Photo:Sétphane Brunet
Inquiétudes chez Mayne Pharma, à Kirkland
Le président de la filiale canadienne se fait rassurant
Si tout se déroule comme prévu, la compagnie Mayne Pharma passera à Hospira au début de l'année. La majorité des 29 employés de la filiale canadienne de Mayne Pharma ne perdront pas leur emploi suite à la vente, promet le président de la filiale canadienne, Michel Charbonneau.
Les actionnaires de Mayne Pharma, une compagnie australienne, ont approuvé à la fin décembre le processus d'achat, une transaction de plus de 2 milliards de dollars. Elle devrait être finalisée vers la fin du mois de janvier. «Il y avait quelques compagnies en ligne pour nous acheter. C'était écrit dans le ciel que nous serions vendus», affirme le président canadien. Cet achat fera de Hospira le plus important joueur mondial dans le domaine des produits pharmaceutiques injectables.

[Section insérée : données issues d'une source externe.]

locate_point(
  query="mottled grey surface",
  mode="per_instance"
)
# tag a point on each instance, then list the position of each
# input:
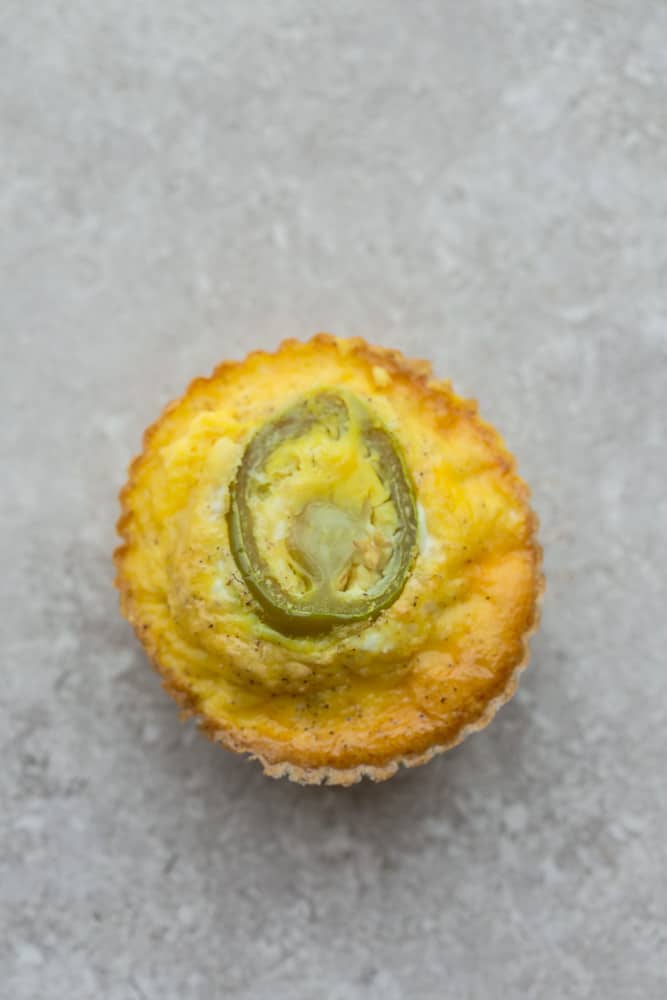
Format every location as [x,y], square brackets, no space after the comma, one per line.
[479,182]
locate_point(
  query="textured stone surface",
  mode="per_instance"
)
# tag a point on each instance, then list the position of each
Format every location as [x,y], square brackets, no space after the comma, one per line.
[479,182]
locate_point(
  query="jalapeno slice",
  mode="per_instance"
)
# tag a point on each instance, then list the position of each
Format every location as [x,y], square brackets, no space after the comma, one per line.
[322,519]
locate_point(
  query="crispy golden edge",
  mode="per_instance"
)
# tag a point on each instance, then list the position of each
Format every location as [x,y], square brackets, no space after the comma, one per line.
[271,753]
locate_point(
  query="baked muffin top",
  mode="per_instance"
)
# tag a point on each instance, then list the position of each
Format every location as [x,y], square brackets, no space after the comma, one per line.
[330,558]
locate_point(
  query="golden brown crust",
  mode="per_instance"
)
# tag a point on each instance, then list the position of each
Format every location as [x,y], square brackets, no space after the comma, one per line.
[298,765]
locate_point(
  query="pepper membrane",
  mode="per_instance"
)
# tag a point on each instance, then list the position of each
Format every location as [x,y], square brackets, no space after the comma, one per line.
[323,519]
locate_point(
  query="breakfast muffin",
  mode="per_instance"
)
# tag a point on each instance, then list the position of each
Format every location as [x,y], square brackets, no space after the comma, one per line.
[330,559]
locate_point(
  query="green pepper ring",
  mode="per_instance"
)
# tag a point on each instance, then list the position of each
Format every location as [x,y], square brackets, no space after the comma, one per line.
[321,611]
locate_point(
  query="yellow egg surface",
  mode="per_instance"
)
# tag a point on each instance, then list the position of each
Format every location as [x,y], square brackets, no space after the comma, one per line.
[362,695]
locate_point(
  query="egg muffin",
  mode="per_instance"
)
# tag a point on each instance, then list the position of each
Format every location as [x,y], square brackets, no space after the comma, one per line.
[330,559]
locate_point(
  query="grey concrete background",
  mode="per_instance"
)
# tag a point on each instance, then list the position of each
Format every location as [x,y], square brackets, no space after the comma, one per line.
[482,183]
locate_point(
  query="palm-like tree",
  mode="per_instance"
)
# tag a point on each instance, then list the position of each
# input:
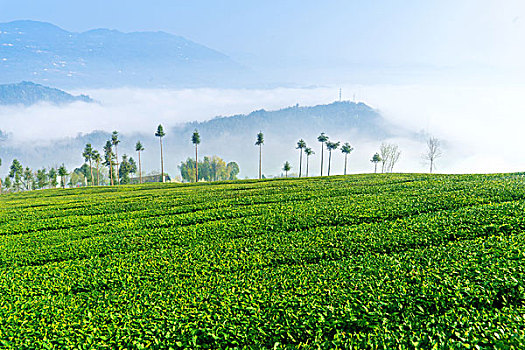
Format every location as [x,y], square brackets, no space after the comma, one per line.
[322,138]
[62,172]
[346,149]
[331,146]
[287,167]
[260,142]
[376,158]
[108,157]
[88,157]
[308,151]
[160,134]
[115,141]
[139,148]
[300,146]
[196,139]
[97,159]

Ce jeu de géants n'est pas pour rassurer les 24 employés qui travaillent à Kirkland. Il y a des inquiétudes, avoue Michel Charbonneau. Certains sont là depuis longtemps. «Nous n'avons pas de roulement de personnel: les gens restent. Les employés ont de cinq à 17 ans d'ancienneté», note le président. C'est la seconde fois que ces employés sont «vendus». En effet, Faulding s'est intégrée à Mayne Pharma en 2001.
La filiale canadienne d'Hospira est située dans le parc industriel de Saint-Laurent, à moins de quinze kilomètres des bureaux de Mayne Pharma à Kirkland. «Actuellement, nous avons des ventes de 75 millions par année, pour 29 employés. C'est un ratio exceptionnel», affirme Michel Charbonneau. C'est une réalité à laquelle Hospira est sensible, croit le président.